4. NATIONWIDE v BENN – TUPE / ETO dismissal

Summary: TUPE provides that a dismissal for a reason related to the transfer is not automatically unfair where it is for “an economic, technical or organisational reason entailing changes in the workforce”. The Claimants were managers who resigned following the transfer of the Portman Building Society to the Nationwide.

The Tribunal found that they had been constructively dismissed, as there was a substantial change in their role and a substantial drop in their earnings. It held that the dismissal was connected with the transfer, but there was an “organisational reason” for the change in terms and conditions which entailed a change in job functions: the Nationwide did not offer similar products to those previously offered by the Portman. The employees argued that to be an “organisational reason” that falls within the ETO defence, the changes must affect the workforce as a whole and not just the transferring employees. The EAT rejected this, pointing out that TUPE itself does not state that the organisational reason “must entail changes in the entirety of the workforce.”

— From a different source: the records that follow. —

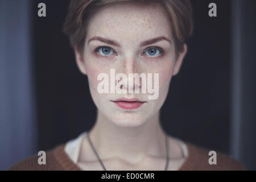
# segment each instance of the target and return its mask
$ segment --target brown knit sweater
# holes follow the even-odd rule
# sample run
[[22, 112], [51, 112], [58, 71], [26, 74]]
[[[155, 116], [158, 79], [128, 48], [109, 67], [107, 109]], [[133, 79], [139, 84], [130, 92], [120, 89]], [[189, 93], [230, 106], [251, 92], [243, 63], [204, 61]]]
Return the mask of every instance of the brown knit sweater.
[[[187, 146], [188, 156], [179, 170], [245, 170], [243, 164], [220, 152], [217, 152], [217, 164], [210, 165], [208, 163], [210, 158], [208, 153], [210, 150], [192, 144], [189, 142], [184, 142], [184, 143]], [[65, 152], [64, 146], [64, 144], [59, 145], [46, 152], [46, 165], [38, 164], [38, 159], [39, 156], [35, 155], [15, 164], [9, 168], [9, 170], [81, 170]]]

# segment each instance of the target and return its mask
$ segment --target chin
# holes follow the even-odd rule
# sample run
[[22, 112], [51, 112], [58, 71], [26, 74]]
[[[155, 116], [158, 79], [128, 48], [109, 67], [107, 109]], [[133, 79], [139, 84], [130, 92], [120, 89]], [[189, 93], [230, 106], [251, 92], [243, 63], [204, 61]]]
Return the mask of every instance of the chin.
[[110, 115], [108, 118], [113, 123], [118, 126], [136, 127], [142, 125], [148, 120], [145, 118], [145, 114], [140, 114], [119, 113]]

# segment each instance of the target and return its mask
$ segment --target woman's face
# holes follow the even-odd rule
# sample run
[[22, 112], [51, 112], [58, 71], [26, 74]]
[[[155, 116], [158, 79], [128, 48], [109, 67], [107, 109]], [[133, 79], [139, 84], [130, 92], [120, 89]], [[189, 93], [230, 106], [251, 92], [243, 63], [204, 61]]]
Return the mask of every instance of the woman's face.
[[[175, 60], [171, 35], [167, 15], [155, 4], [126, 2], [108, 5], [90, 18], [83, 55], [76, 51], [76, 56], [80, 71], [88, 76], [90, 93], [98, 111], [108, 119], [119, 126], [139, 126], [159, 110], [166, 98], [172, 76], [178, 72], [186, 52], [185, 46], [184, 52]], [[153, 40], [158, 38], [162, 38]], [[150, 88], [158, 89], [156, 99], [148, 99], [153, 94], [147, 89], [146, 93], [142, 93], [142, 80], [138, 85], [129, 85], [127, 82], [126, 85], [127, 89], [141, 86], [139, 93], [100, 93], [98, 85], [102, 80], [98, 80], [98, 76], [108, 75], [110, 87], [110, 69], [114, 69], [115, 75], [124, 73], [127, 79], [129, 73], [152, 73]], [[156, 74], [158, 84], [154, 80]], [[147, 77], [147, 85], [148, 81]], [[145, 102], [137, 108], [133, 107], [133, 104], [128, 105], [131, 107], [124, 108], [113, 102], [120, 98], [136, 98]]]

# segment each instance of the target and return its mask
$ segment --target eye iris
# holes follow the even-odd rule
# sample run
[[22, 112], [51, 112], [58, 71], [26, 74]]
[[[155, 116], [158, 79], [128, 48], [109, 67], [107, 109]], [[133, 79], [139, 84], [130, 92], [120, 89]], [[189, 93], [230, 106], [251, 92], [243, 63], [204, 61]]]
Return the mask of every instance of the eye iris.
[[110, 52], [110, 49], [108, 48], [104, 47], [102, 48], [102, 52], [104, 54], [108, 55]]
[[156, 50], [154, 48], [151, 48], [148, 50], [150, 55], [154, 55], [156, 52]]

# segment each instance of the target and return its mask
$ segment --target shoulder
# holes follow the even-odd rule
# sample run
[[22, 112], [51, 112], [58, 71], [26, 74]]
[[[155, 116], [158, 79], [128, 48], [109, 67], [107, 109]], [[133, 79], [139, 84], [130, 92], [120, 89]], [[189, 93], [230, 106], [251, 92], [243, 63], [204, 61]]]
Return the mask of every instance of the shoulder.
[[188, 148], [188, 156], [184, 164], [184, 169], [243, 171], [246, 169], [243, 164], [222, 152], [199, 146], [187, 142], [185, 144]]
[[[60, 144], [54, 148], [46, 151], [46, 164], [39, 164], [38, 161], [42, 155], [34, 155], [27, 157], [10, 167], [9, 171], [51, 171], [63, 170], [63, 167], [61, 165], [56, 154], [63, 155], [64, 152], [64, 145]], [[59, 154], [58, 154], [59, 153]], [[60, 156], [59, 156], [60, 157]]]

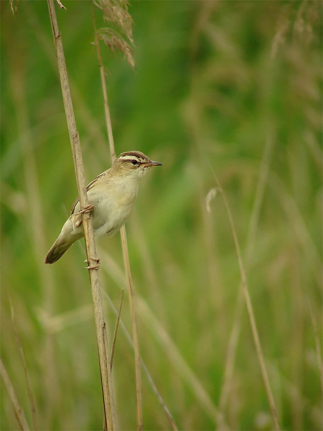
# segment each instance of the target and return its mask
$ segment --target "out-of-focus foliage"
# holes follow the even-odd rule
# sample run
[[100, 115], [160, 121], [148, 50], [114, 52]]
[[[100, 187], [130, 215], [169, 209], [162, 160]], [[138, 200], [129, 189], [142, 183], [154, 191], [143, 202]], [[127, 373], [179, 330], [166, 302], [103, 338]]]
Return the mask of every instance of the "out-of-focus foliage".
[[[91, 3], [63, 3], [59, 25], [90, 182], [110, 165]], [[13, 5], [14, 15], [0, 2], [1, 356], [31, 425], [10, 296], [39, 429], [100, 429], [84, 252], [75, 245], [54, 266], [43, 264], [76, 193], [48, 7]], [[145, 178], [127, 224], [142, 357], [180, 429], [220, 427], [174, 345], [229, 429], [272, 429], [245, 307], [223, 398], [240, 275], [221, 193], [210, 192], [216, 177], [281, 426], [321, 429], [321, 3], [136, 1], [129, 11], [135, 71], [102, 46], [116, 151], [164, 164]], [[118, 235], [99, 246], [102, 285], [117, 308]], [[126, 300], [122, 318], [131, 331]], [[120, 330], [113, 376], [122, 429], [136, 426], [133, 363]], [[143, 378], [145, 429], [169, 429]], [[1, 389], [1, 429], [17, 429]]]

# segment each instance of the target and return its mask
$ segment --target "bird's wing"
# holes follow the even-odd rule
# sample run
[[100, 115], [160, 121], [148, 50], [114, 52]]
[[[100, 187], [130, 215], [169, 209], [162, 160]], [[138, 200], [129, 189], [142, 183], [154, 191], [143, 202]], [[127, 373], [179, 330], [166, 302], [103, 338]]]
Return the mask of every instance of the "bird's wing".
[[[103, 172], [102, 173], [100, 173], [100, 175], [98, 175], [97, 177], [96, 177], [93, 181], [91, 181], [89, 184], [88, 184], [88, 185], [87, 186], [87, 192], [88, 192], [90, 189], [92, 189], [94, 187], [94, 184], [96, 183], [98, 179], [99, 179], [100, 178], [103, 178], [104, 176], [106, 176], [108, 170], [109, 170], [108, 169], [108, 170], [104, 171], [104, 172]], [[75, 210], [75, 207], [77, 204], [77, 202], [79, 200], [79, 198], [78, 197], [78, 196], [77, 196], [77, 197], [73, 202], [73, 205], [72, 205], [72, 207], [71, 208], [70, 210], [71, 216], [73, 214], [73, 213], [74, 212], [74, 211]]]

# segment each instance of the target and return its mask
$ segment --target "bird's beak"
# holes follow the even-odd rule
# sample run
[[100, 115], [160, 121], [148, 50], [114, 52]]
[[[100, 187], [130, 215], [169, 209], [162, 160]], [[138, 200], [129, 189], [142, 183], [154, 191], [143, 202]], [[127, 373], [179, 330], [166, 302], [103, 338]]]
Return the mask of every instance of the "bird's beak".
[[163, 163], [160, 163], [159, 162], [154, 162], [153, 160], [150, 160], [147, 163], [145, 163], [143, 166], [145, 167], [151, 167], [151, 166], [161, 166]]

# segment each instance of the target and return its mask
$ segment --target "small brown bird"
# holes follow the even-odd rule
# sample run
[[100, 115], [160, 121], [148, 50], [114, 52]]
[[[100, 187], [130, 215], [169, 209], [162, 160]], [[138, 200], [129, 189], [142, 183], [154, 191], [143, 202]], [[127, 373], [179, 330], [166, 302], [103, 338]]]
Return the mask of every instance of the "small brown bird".
[[[125, 224], [134, 206], [140, 179], [149, 168], [162, 164], [140, 151], [128, 151], [120, 154], [109, 169], [90, 183], [87, 190], [89, 203], [93, 206], [92, 215], [96, 238], [112, 236]], [[77, 198], [70, 217], [47, 254], [45, 263], [56, 262], [83, 237], [80, 209]]]

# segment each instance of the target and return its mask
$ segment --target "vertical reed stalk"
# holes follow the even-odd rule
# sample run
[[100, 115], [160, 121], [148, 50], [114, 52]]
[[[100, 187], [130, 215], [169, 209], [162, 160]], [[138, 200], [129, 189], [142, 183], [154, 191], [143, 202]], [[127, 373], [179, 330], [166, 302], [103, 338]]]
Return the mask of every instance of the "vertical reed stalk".
[[269, 379], [268, 378], [268, 373], [267, 372], [267, 369], [265, 364], [265, 360], [262, 352], [262, 349], [261, 348], [260, 339], [259, 338], [259, 336], [258, 335], [258, 330], [257, 328], [257, 325], [256, 323], [256, 319], [255, 318], [255, 314], [254, 313], [252, 304], [251, 303], [251, 299], [250, 298], [250, 295], [249, 294], [249, 290], [248, 289], [248, 284], [247, 282], [247, 276], [246, 275], [246, 271], [245, 270], [245, 267], [243, 263], [242, 257], [241, 255], [241, 252], [240, 251], [240, 246], [239, 245], [237, 236], [236, 235], [236, 232], [235, 231], [235, 228], [234, 227], [233, 218], [232, 217], [231, 210], [230, 209], [230, 207], [229, 206], [229, 204], [228, 203], [228, 202], [227, 201], [225, 194], [224, 194], [220, 185], [220, 183], [219, 183], [219, 181], [216, 178], [216, 177], [215, 177], [215, 180], [217, 182], [219, 186], [219, 191], [221, 192], [222, 195], [223, 201], [224, 202], [224, 205], [225, 206], [225, 208], [228, 214], [228, 217], [229, 218], [229, 221], [231, 226], [231, 229], [232, 232], [232, 235], [233, 236], [233, 240], [234, 241], [234, 244], [235, 245], [235, 249], [236, 250], [236, 254], [238, 258], [239, 268], [240, 269], [240, 272], [241, 274], [242, 289], [243, 292], [244, 293], [244, 295], [245, 296], [246, 304], [247, 305], [247, 308], [249, 316], [249, 320], [250, 321], [250, 325], [251, 326], [251, 330], [254, 338], [254, 341], [255, 342], [255, 345], [256, 346], [256, 350], [257, 350], [257, 354], [258, 357], [258, 360], [260, 365], [260, 369], [261, 370], [261, 374], [265, 385], [265, 389], [266, 389], [266, 392], [267, 393], [267, 397], [269, 405], [269, 408], [270, 410], [270, 413], [272, 418], [272, 421], [273, 422], [275, 429], [276, 430], [276, 431], [278, 431], [278, 430], [280, 429], [278, 419], [278, 414], [277, 412], [276, 406], [275, 405], [273, 397], [271, 392], [270, 385], [269, 384]]
[[62, 93], [64, 101], [68, 133], [74, 160], [77, 190], [80, 208], [83, 210], [82, 221], [84, 231], [84, 239], [89, 264], [89, 274], [91, 285], [93, 310], [95, 320], [97, 341], [99, 352], [99, 362], [101, 373], [104, 416], [108, 429], [115, 429], [115, 415], [112, 386], [112, 378], [109, 360], [106, 327], [103, 316], [98, 266], [98, 260], [95, 248], [93, 227], [91, 213], [89, 210], [89, 202], [86, 190], [84, 169], [78, 133], [77, 132], [73, 110], [72, 99], [63, 48], [62, 38], [59, 32], [54, 0], [48, 0], [50, 17], [54, 41], [56, 50]]
[[[104, 67], [102, 62], [101, 50], [99, 44], [99, 39], [97, 32], [96, 25], [95, 23], [95, 18], [93, 10], [93, 4], [92, 3], [92, 15], [93, 17], [93, 25], [94, 27], [94, 36], [95, 38], [95, 45], [97, 48], [98, 59], [100, 67], [102, 90], [103, 92], [103, 99], [104, 100], [104, 111], [105, 112], [105, 121], [106, 123], [108, 136], [109, 138], [109, 144], [110, 145], [110, 151], [111, 152], [111, 157], [112, 162], [115, 158], [115, 152], [114, 150], [114, 143], [113, 135], [112, 134], [112, 124], [110, 115], [110, 109], [108, 102], [108, 96], [105, 83], [105, 77], [104, 74]], [[134, 341], [134, 349], [135, 350], [135, 367], [136, 372], [136, 406], [137, 406], [137, 427], [139, 430], [143, 428], [142, 421], [142, 390], [141, 390], [141, 367], [140, 364], [140, 352], [139, 350], [139, 343], [138, 335], [138, 329], [137, 321], [136, 318], [136, 312], [134, 304], [134, 292], [131, 280], [131, 273], [130, 271], [130, 264], [129, 262], [129, 255], [128, 254], [128, 245], [127, 242], [127, 236], [126, 234], [126, 228], [123, 226], [120, 230], [121, 235], [121, 242], [122, 244], [124, 261], [125, 262], [125, 268], [127, 278], [127, 284], [129, 296], [129, 303], [130, 304], [130, 311], [131, 313], [131, 319], [132, 323], [133, 339]]]

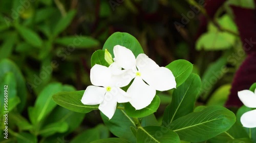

Conclusion: The effect of this case is to widen the scope of the ETO defence and so make it easier for buyers or transferees to satisfy the ETO defence thereby avoiding transfer-related dismissals being automatically unfair.

5. WILLOUGHBY v CF CAPITAL – termination due to misunderstanding

Summary: Miss Willoughby and her employer discussed her becoming a self-employed consultant in order to avoid redundancy. There was agreement as to a monthly retainer and commission but exact terms were not agreed. On 22 December, just before the Christmas shutdown, the company sent her an agreement (on the assumption she had agreed the terms) and a letter which indicated she had agreed to be self-employed and which terminated her employment with effect from 31 December.

On 23 December, Miss Willoughby called the company and said she did not accept the agreement but she accepted that she had been dismissed. When the workplace reopened on 5 January, the company tried to retrieve the situation, indicating there had been a misunderstanding and that if she did not want to accept the terms of self-employment, the situation would continue as before. Miss Willoughby rejected this and brought Tribunal claims.

The Tribunal found that the letter should not be regarded as terminating the employment due to the misunderstanding between the parties. But the EAT disagreed. The effect of an unambiguous dismissal letter is to dismiss the employee. Employers (and employees) should usually be taken to mean what they say. The fact that the company had made a mistake did not count.

As to timing, if the company wished to retract the letter, it needed to act quickly and the intervention of the Christmas holiday period was not a valid excuse.

Conclusion: (i) it is dangerous to make assumptions; and
(ii) once the company learns that it has acted on a misunderstanding, it must act very promptly if it wishes to rectify the situation.